Look at my steam stats and you’ll probably see that Rogue Legacy is the game I’ve played most this year. It’s a hardcore platformer — Castlevania crossed with a Dark Souls. But as crushingly painful and un-fun as that sounds, Rogue Legacy has a huge playful streak. Every time you die, you have to choose your next character, one of three children of your now-dead hero. And they all have their own traits. For example, one might be myopic, so everything far-away is blurred. Or one might suffer from flatulence, so every jump causes a little toot. You’ll choose a deliberately dodgy character just to collect a bit of money and see what your next heir will be like. Pulling yourself out of that “just one more go” cycle is tough.
Like Frog Fractions, Candy Box is about unexpected discovery. A simple text page slowly gives way to an entire RPG adventure told through ASCII. Our office lost an entire day of productivity to this game, as people got drawn into the strange things the players shouted at each other across the room. This was my favourite surprise of 2013.
Another game with a surprising depth (Oh God, I swear that was not meant to be a pun. I’m so sorry), Ridiculous Fishing is actually three games in one. The first game sees you casting your lure, trying to avoid fish as it goes down. The moment your lure touches a fish, it stops descending and then you have to play a second game – touch as many fish as you can as your lure comes back up. Once they’re up, you need to blast them with your shotgun to score points. This was my favourite short-session game of 2013.
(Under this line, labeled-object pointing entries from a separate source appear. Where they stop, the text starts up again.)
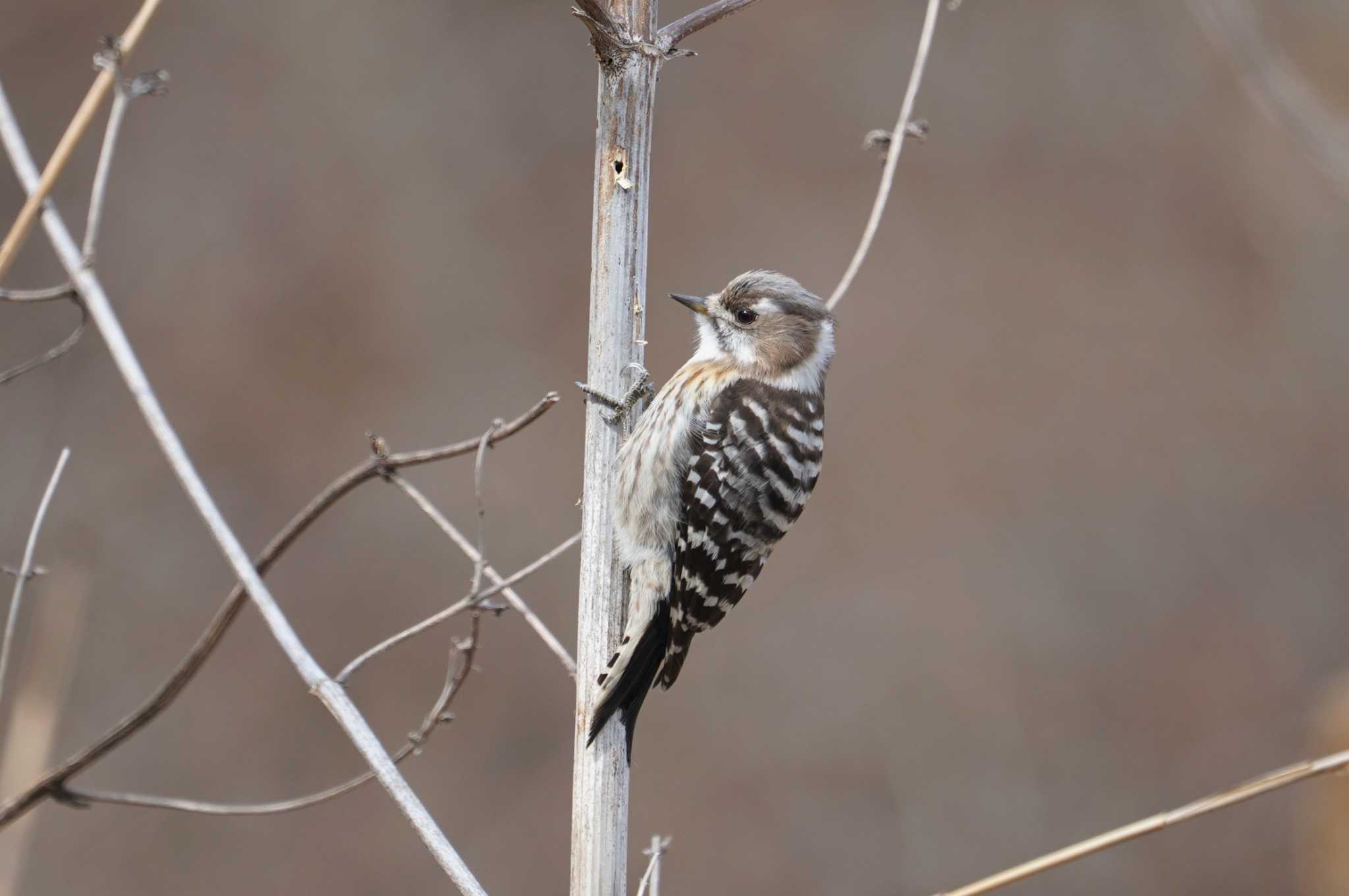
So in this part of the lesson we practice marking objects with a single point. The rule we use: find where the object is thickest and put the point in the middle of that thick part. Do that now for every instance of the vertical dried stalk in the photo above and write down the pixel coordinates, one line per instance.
(61, 155)
(619, 297)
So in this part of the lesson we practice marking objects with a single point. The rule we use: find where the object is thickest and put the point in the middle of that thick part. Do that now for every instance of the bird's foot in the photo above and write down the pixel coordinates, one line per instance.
(622, 408)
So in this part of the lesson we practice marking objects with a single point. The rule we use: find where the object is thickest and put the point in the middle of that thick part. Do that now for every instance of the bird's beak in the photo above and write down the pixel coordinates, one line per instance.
(694, 303)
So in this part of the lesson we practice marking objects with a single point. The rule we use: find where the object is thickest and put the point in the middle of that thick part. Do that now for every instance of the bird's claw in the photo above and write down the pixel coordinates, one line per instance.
(622, 408)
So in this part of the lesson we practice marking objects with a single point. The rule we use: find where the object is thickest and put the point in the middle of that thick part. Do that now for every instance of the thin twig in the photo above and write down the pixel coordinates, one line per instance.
(651, 883)
(49, 294)
(416, 740)
(26, 566)
(329, 693)
(55, 351)
(1242, 793)
(476, 583)
(459, 607)
(892, 159)
(502, 585)
(100, 176)
(74, 131)
(669, 37)
(146, 84)
(54, 781)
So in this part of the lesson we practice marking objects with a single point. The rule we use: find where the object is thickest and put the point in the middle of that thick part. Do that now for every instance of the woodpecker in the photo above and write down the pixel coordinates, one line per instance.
(714, 473)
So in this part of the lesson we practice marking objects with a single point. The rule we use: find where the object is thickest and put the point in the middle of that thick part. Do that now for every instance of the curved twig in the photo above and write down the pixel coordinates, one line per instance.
(892, 159)
(669, 37)
(470, 601)
(60, 348)
(416, 740)
(54, 781)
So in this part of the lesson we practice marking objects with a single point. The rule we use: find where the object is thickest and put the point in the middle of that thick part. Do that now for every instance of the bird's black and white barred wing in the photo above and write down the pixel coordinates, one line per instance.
(754, 463)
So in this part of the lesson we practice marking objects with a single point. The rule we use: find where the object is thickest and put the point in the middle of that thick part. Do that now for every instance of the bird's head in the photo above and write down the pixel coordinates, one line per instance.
(768, 327)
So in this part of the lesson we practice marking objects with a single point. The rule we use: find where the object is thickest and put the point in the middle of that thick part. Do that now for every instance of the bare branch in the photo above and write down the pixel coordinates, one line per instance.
(1223, 799)
(671, 36)
(476, 583)
(464, 604)
(55, 351)
(49, 294)
(26, 566)
(328, 691)
(54, 781)
(893, 157)
(436, 717)
(501, 585)
(651, 883)
(74, 131)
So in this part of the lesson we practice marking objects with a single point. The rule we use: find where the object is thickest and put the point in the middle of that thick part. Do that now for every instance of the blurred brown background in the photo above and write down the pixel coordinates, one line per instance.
(1078, 553)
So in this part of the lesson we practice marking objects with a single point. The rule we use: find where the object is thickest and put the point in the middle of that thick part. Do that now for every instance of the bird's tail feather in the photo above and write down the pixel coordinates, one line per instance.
(630, 677)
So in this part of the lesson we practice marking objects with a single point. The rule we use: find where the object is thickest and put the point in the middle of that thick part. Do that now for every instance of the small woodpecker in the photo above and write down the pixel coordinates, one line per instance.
(714, 473)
If there’s a common theme to the games on this list, it’s that the games I liked most in 2013 felt grown-up. In Papers Please, you’re a border guard for an eastern European country in the 1980s. You have to check the day’s rules to figure out who is allowed into your country. Your wages then go to paying rent or making sure your family don’t starve. The game isn’t ‘fun’ in the traditional sense. And I’ve never been so stressed in a game. But it’s compelling in a deep, dark way.
The Stanley Parable
The Stanley Parable is a game about choice. Do you go through the red door or the blue door? When the game’s narrator (best narrator since Thomas Was Alone) is saying “Stanley went through the red door”, do you still go through the red door, or do you disobey the game? It’s also a game all about player agency. But better than that – it knows it’s about these things. It can poke fun at them. It’s always one step ahead of the player. There’s a glitch where you end up outside the map. I thought I’d broken the game, but the narrator kicked in with “So, you found a glitch. I bet you feel pretty proud of yourself.” It’s like a mystery box. Even writing about it now, I want to get back into it. To see exactly where its boundaries are.
I feel weird putting Proteus on this list when I already have The Stanley Parable and Gone Home. People will accuse me of having a boner for the First Person Walker genre. But Proteus is something genuinely special and I wish more people would try it out. You don’t even have to “get” it, just try it. And I don’t mean “get” it intellectually — it’s about the passage of time and life and death, big whoop — I mean “get” it in an emotional way. And even the fact that I’m using words like ‘”get” it in an emotional way’ about a videogame should give you an idea of exactly why I love this game so much. Try it.